Our goal is to apply this new technology to push Folding@home into a new level of capabilities, applying our simulations to further study of protein folding and related diseases, including Alzheimer’s Disease, Huntington's Disease, and certain forms of cancer. With these computational advances, coupled with new simulation methodologies to harness the new techniques, we will be able to address questions previously considered impossible to tackle computationally, and make even greater impacts on our knowledge of folding and folding related diseases.

For more details see the Folding@home web site or contact Professor Vijay Pande. Folding@home is supported primarily from grants from the National Institutes of Health and the National Science Foundation.

Frequently Asked Questions

Why push for new technologies, such as GPUs or the PS3, rather than try to recruit more CPU clients?

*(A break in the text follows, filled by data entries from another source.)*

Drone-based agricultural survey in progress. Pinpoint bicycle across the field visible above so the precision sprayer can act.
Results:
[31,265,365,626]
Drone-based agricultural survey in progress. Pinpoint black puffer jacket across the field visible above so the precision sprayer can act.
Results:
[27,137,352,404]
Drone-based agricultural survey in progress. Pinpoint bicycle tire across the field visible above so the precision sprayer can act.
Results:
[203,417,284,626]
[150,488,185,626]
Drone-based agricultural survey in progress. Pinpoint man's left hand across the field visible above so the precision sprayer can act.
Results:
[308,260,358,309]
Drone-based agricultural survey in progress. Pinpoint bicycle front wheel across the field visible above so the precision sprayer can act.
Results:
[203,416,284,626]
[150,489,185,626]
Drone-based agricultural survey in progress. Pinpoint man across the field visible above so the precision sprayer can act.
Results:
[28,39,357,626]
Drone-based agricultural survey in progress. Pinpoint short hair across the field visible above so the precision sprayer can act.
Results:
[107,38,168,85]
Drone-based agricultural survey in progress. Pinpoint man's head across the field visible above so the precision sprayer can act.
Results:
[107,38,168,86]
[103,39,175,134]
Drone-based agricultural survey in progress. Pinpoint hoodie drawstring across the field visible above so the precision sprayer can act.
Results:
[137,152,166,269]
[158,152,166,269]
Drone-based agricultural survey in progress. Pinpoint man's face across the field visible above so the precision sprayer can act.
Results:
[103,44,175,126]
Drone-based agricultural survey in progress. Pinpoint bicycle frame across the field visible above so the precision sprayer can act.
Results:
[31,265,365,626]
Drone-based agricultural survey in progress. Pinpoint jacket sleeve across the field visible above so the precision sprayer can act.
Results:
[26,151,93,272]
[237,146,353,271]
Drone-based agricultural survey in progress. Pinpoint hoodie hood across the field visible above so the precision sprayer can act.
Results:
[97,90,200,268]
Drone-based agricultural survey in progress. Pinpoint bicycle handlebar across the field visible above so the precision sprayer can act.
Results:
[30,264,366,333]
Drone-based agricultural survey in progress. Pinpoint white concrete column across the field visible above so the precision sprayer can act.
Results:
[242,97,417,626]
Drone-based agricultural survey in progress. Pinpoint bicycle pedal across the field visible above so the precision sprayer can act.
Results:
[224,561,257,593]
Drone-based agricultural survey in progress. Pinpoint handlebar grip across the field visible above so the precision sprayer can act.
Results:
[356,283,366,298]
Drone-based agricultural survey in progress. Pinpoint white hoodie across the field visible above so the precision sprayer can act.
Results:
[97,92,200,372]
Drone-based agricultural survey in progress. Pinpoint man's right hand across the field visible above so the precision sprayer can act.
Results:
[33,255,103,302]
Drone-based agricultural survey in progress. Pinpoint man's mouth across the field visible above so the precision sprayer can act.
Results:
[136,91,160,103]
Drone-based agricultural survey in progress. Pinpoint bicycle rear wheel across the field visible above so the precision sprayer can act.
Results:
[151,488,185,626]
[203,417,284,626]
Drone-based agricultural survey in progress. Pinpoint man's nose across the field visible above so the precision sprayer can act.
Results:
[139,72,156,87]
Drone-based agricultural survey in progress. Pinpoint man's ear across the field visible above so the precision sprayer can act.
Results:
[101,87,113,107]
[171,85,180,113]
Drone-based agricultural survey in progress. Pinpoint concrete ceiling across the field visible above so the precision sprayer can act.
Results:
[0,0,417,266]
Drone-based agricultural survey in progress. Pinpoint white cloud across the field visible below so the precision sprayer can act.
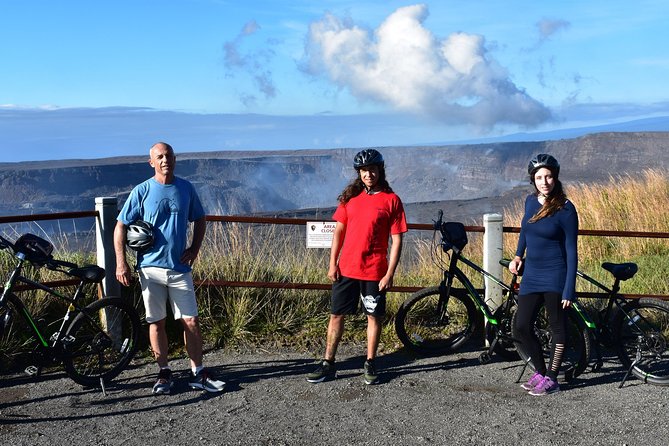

In order to tackle many of the problems of interest (especially related to protein misfolding and aggregation, such as in Alzheimer's Disease), we need to not just have lots of computers participating, but we need results returned more quickly so that we can simulate trajectories of sufficient length. Right now, we achieve this by running for many months to years (indeed, our first Alzheimer's Disease simulations ran for almost two years straight). That's where the new clients come in. They give us considerably longer trajectories in the same wall clock time, allowing us to turn what used to take years to simulate even on FAH, to a few weeks to months.

What types of calculations do the new clients improve speed?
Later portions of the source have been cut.